JOURNALISTS IN FILM: THE PASSENGER

Locke (Jack Nicholson) reevaluates his life in Michelangelo Antonioni’s existential suspense thriller THE PASSENGER

ONE NITE ONLY: THE PASSENGER (Michelangelo Antonioni, 1975)
Nitehawk Cinema
136 Metropolitan Ave. between Berry St. & Wythe Ave.
Tuesday, August 26, 9:30
718-384-3980
www.nitehawkcinema.com

Nominated for the Palme d’Or in Cannes in 1975, Michelangelo Antonioni’s existential suspense thriller is a fascinating character study of a lost, lonely man.
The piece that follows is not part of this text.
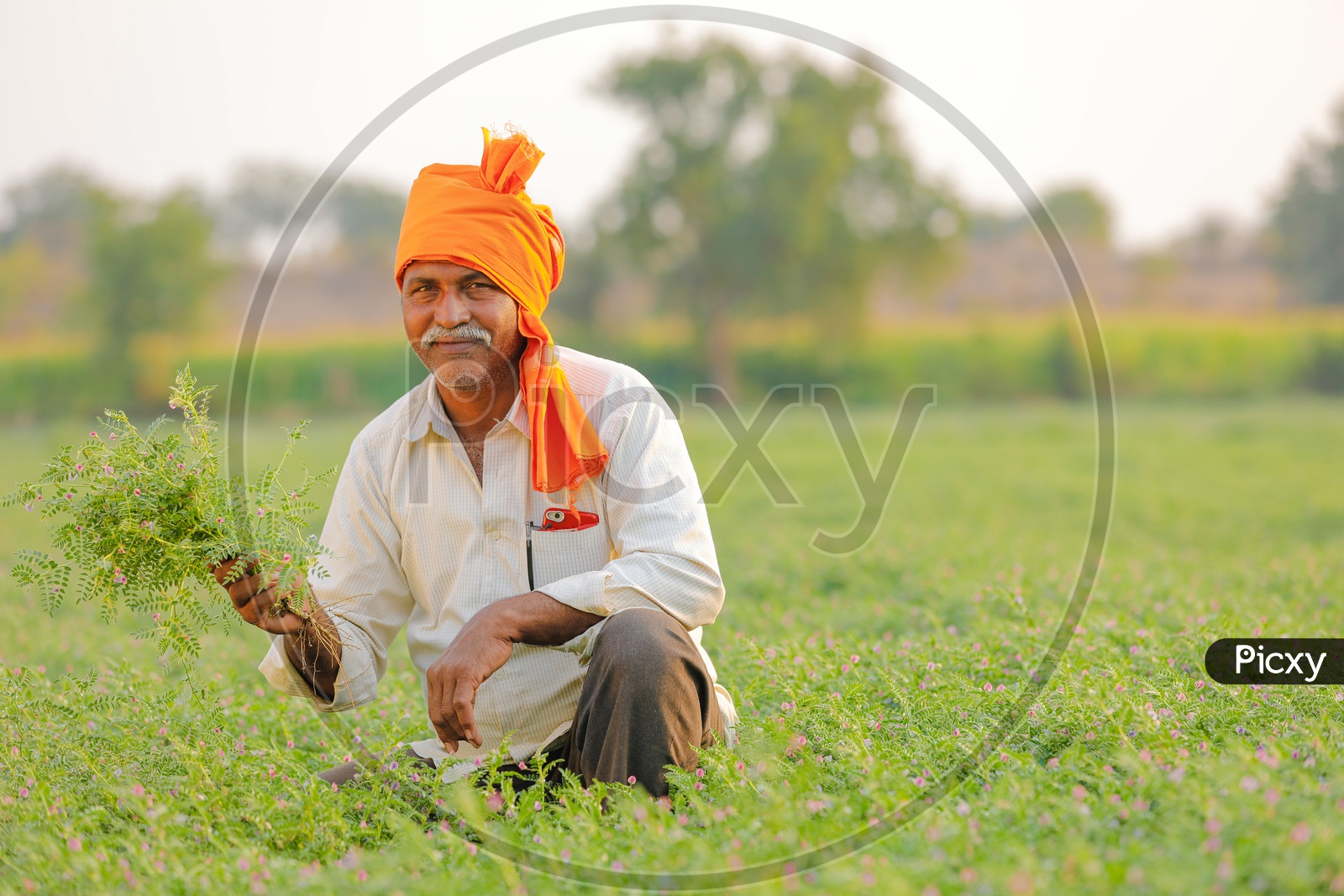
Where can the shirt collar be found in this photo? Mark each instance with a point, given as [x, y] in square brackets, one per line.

Jack Nicholson stars as Locke, a successful, well-respected journalist who is researching a story on the guerrilla movement in Chad. Life isn’t as fun and exciting as it used to be for him, as witnessed by his utter helplessness after his car gets stuck in the sand. Upon returning to his hotel room, he discovers that his neighbor, Robertson (Chuck Mulvehill), is dead — and he decides to switch places with him, to stop being Locke and instead live a completely different existence. Even when he finds out that Robertson was involved in international espionage and gun running, Locke continues the deception, traveling dangerously through England, Germany, and Spain with a free-spirited young architecture student (Maria Schneider) while his wife (Jenny Runacre) and business associate (Ian Hendry) — and the police — try to find him. The Passenger is marvelously slow-paced, never in a hurry to make no point about just what the point of it all is. Nicholson glides through the film with an unease that is as unnerving as it is intoxicating as he struggles to find his way in life, a cinematic representative of something that is within each of us. The Passenger is screening in 35mm August 26 at 9:30 (followed by complementary Prym Rum drinks) as part of Nitehawk Cinema’s “One Nite Only” series and “Journalists in Film,” a collaboration with Vice News that continues September 30 with Billy Wilder’s Ace in the Hole and October 28 with Alan J. Pakula’s All the President’s Men.